Em segundo lugar, o dispositivo teatral se esgota com rapidez. Passados cinco minutos de experiência, o espectador já terá visto tudo aquilo que, em termos estéticos, os criadores têm a oferecer. Trata-se dos mesmos seis atores, sobre um palco, diante de projeções pouco inventivas do Brasil, projetadas na tela ao fundo. As falas à câmera também ocorrem sob efeitos luminosos padronizados e repetitivos. Faltando dez minutos para o encerramento, uma animação colorida sugere a explosão da bomba atômica — talvez o primeiro instante de criatividade e ousadia. Pena que ela intervenha tarde demais: a narrativa se encerra em seguida, sem dar a oportunidade para que a linguagem distinta influencie os demais sons e imagens.
Em terceiro lugar, a extrapolação alegórica, propensa às paródias e caricaturas, não ajuda a complexificar o discurso de um país mais complexo do que as denúncias inequívocas permitem entrever. A excelente Clara Paixão, destaque recente do belo drama A Mensageira, resume-se na maioria das cenas à “negra”, símbolo da alteridade, do outro, do diferente, da vítima. E dá-lhe perseguição, humilhação, exposição, em nome de uma denúncia exemplar do racismo no país. Chega a ser um alívio quando, durante alguns segundos, a atriz encarna uma militar conservadora. De resto, reduz-se ao papel do alvo. Cabe pensar se esta seria a maneira mais honrável de utilizar os amplos talentos da atriz, reduzindo-a a um arquétipo desprovido de subjetividade.
Ao espectador, oferece-se pouco a elaborar ou questionar.

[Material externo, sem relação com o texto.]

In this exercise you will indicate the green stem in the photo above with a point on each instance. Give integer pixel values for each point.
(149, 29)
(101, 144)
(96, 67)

Afinal, Brazyl, uma Ópera Tragicrônica possui a tendência a dizer tudo aquilo que pensa, em volume alto, articulando bem, de maneira incomodamente redundante. Dispensa qualquer possibilidade de dúvida, contradição, ambiguidade. Trata seus espectadores como crianças indisciplinadas, a quem precisa transformar qualquer mensagem em espetáculo grandiloquente, colorido e divertido, para reter a sua atenção.
Embora a linguagem dialogue com o tropicalismo e a cultura carnavalesca, procurando um ativismo à brasileira, ela faz pouco para explorá-lo dentro dos potenciais da estética cinematográfica. A câmera permanece frontal, observando os atores da posição de uma plateia teatral. Movimenta-se pouco, evita criar novos ângulos e espaços de percepção. Nem mesmo as projeções ao fundo adquirem novas funções. É curioso que, para afirmações de tamanha grandiosidade, tenha-se optado por uma linguagem tão modesta. O teatro de boas intenções fica aquém das ambições antropofágicas, históricas e militantes de sua trupe.